ARLINGTON, Va. -- The American Trucking Associations has praised the House and Senate conference committee for their work in passing “a safety-conscious highway bill that lays a solid foundation for addressing America’s need for an efficient goods movement network.”
The group was quick to note that the legislation was “not all we could have hoped for as an industry and as users of the highway system.”
That said, ATA president and CEO Bill Graves said the bill “makes tremendous strides in the safety arena and puts down a marker for future improvements to our nation’s freight infrastructure,” and “will benefit not just the trucking industry, but highway safety and the economy as a whole.”
Graves said of particular importance was the committee’s inclusion of several initiatives advocated by ATA, including a requirement that commercial trucks use electronic logging devices to record drivers’ compliance with Hours-of-Service limits, the creation of a clearinghouse to track drug and alcohol test results, a study of crashworthiness standards for large trucks, the establishment of standards for systems to provide employers with timely notifications of drivers’ moving violations, and mandatory testing of new carriers entering the industry to verify their knowledge of safety requirements.
“Despite misinformation from a vocal minority, the conferees have set our industry on the path to even greater improvements in safety by requiring the Department of Transportation to mandate that truck drivers use electronic devices to record their compliance with the Hours-of-Service requirements,” Graves said. “This is a tremendous leap forward for trucking, which will bring our compliance systems into the 21st Century, levelling the playing field for our industry and lead to even fewer crashes on our nation’s highways.
“In addition to the ELD requirement, the bill also requires DOT to conduct a field study of pending changes to the restart provisions in the Hours-of-Service regulations.

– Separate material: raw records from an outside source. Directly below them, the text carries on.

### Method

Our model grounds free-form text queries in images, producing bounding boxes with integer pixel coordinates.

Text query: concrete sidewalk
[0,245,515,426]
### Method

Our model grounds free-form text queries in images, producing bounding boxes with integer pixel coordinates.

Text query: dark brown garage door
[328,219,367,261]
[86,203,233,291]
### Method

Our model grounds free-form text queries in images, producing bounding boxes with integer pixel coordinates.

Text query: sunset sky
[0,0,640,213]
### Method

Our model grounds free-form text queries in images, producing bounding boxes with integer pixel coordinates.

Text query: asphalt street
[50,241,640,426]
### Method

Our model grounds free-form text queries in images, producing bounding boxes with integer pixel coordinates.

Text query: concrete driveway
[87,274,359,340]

ATA has pressed DOT to follow through on the recommendations of their own researchers to confirm their finding in a ’real-world‘ field study before implementing the pending changes. Logically, DOT should confirm the efficacy of the planned changes in the real world, before making the new provisions effective,” Graves said.

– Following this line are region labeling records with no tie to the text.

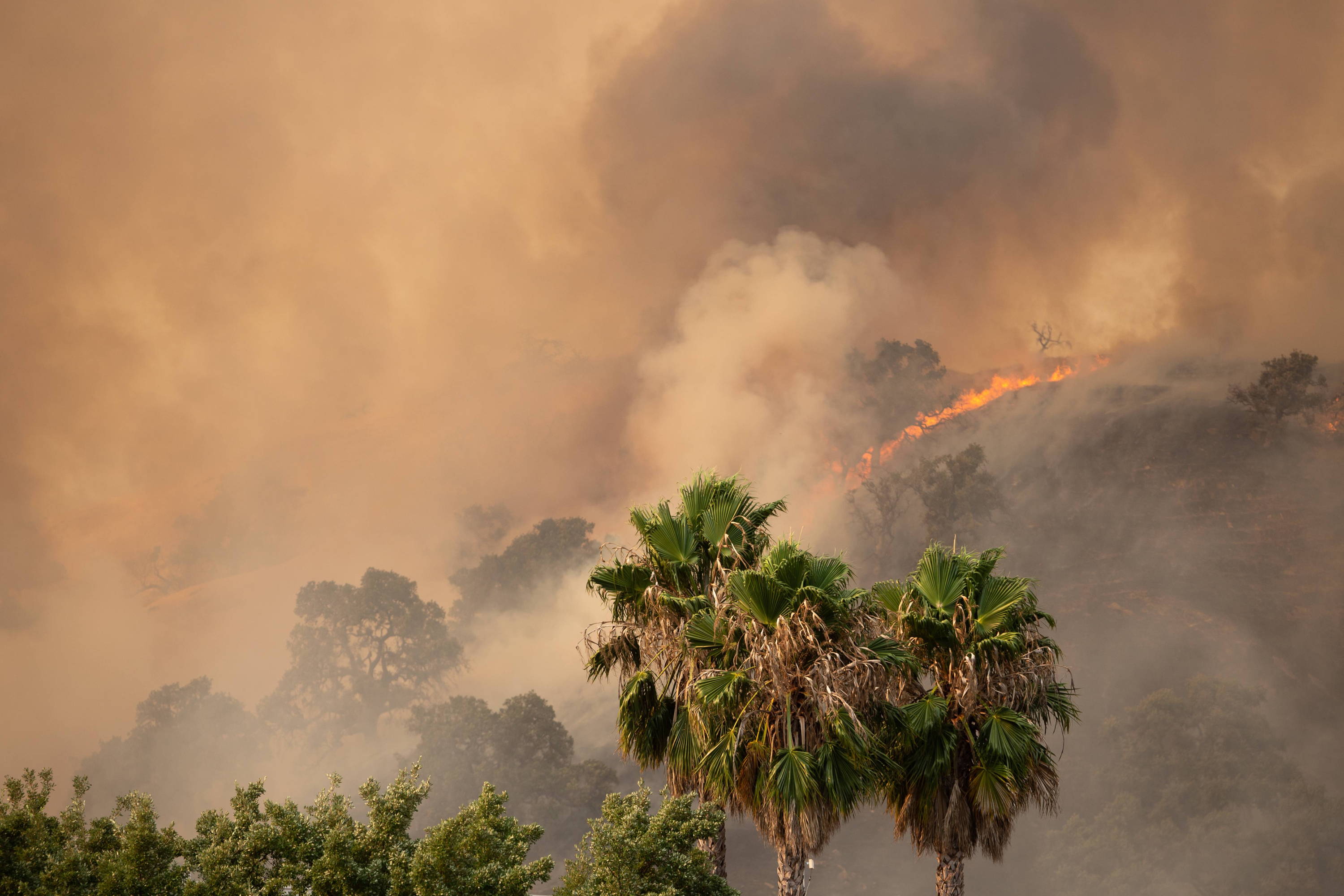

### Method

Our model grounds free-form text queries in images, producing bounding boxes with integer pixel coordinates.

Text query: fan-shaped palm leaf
[974,575,1031,634]
[910,544,968,612]
[728,569,793,626]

The bill also lays a foundation for improvements in freight transportation, though said ATA chairman Dan England notes that the bill lacks the increases in funding necessary to address the industry’s growing needs.
“ATA has long supported increasing user fees, specifically the diesel tax, to fund overdue repair and expansion of our highway system,” England said. “While this bill does not do that, it does make impressive reforms to the planning process which will reduce costs and speed construction projects, including making freight transportation a greater priority, along with providing certain enticements for states to fund freight projects. It is our sincere hope that as these reforms take effect, Congress quickly gets back to drafting legislation that provides the adequate funding we need to maintain and grow our infrastructure network and dedicates funds to the movement of freight.”

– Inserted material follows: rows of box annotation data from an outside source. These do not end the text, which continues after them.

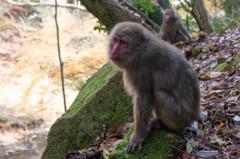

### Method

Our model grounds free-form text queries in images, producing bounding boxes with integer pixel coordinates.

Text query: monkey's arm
[178,24,192,41]
[127,93,153,153]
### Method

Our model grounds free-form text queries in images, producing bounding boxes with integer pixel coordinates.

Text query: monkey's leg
[127,95,152,153]
[149,110,166,129]
[155,91,192,135]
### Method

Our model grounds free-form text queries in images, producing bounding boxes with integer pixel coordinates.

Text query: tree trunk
[195,0,213,34]
[81,0,165,32]
[81,0,140,31]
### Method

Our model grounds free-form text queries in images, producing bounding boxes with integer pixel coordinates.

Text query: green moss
[231,58,240,67]
[42,64,133,159]
[197,52,204,59]
[109,127,183,159]
[66,64,117,115]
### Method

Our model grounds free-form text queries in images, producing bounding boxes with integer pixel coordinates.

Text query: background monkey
[108,22,200,153]
[159,9,191,44]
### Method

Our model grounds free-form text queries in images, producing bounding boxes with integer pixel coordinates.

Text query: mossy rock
[42,64,133,159]
[42,64,186,159]
[109,127,186,159]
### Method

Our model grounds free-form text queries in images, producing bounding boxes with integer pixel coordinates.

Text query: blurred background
[0,0,240,159]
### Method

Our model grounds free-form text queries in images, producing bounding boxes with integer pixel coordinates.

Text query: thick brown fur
[108,22,200,153]
[159,9,191,44]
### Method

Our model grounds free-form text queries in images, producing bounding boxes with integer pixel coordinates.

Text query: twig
[123,0,160,31]
[5,0,87,11]
[54,0,67,112]
[83,130,96,141]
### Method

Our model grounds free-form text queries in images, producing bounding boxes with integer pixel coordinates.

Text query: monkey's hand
[127,134,145,153]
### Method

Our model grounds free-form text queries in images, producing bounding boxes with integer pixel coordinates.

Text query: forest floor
[0,3,107,159]
[0,3,240,159]
[65,28,240,159]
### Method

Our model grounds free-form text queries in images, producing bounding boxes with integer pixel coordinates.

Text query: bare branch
[5,0,87,11]
[123,0,160,31]
[54,0,67,112]
[178,0,192,13]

Despite a mostly positive response to the bill, ATA officials said it falls “significantly short” in the area of truck productivity.
“While there is much to like about this bill, ATA is extremely disappointed that Congress has once again kicked the can down the road with respect to truck productivity,” Graves said. “By giving into fear-based misinformation, this bill delays the deployment of some of our industry’s safest, most fuel efficient trucks. We fully expect this latest study to confirm what numerous other studies have already told us: modest increases in truck size and weight limits have a net positive effect on highway safety and maintenance.”
At least one group also voiced its displeasure at the bill’s provision for electronic on-board recorders (EOBRs).
“The EOBR proposal doesn't just have a few warts, it’s riddled with tumours, rendering it totally ineffective at improving safety,” says Todd Spencer, executive vice-president of the Owner-Operator Independent Drivers Association (OOIDA). “The issue is far from settled.”
A regulatory version of an EOBR mandate was struck down by a federal Court of Appeals for the Seventh Circuit because the FMCSA failed to deal with the harassment of drivers. Noted in that ruling was the fact that no research has shown how such a mandate would do anything to improve highway safety.
“There is no proof that EOBRs being used for Hours-of-Service compliance will improve highway safety,” says Spencer, noting that it has been estimated that the current EOBR rulemaking will cost the industry $2 billion if enacted.
“Proponents have pushed for EOBRs and other technology under the pretext of safety while at the same time opposing basic training standards. They want small businesses to spend billions on something that will never make up for the lack of training,” says Spencer. “That hypocrisy proves this is actually a way for large motor carrier companies to squeeze more ‘productivity’ out of drivers and increase costs for the small trucking companies they compete with,” said Spencer.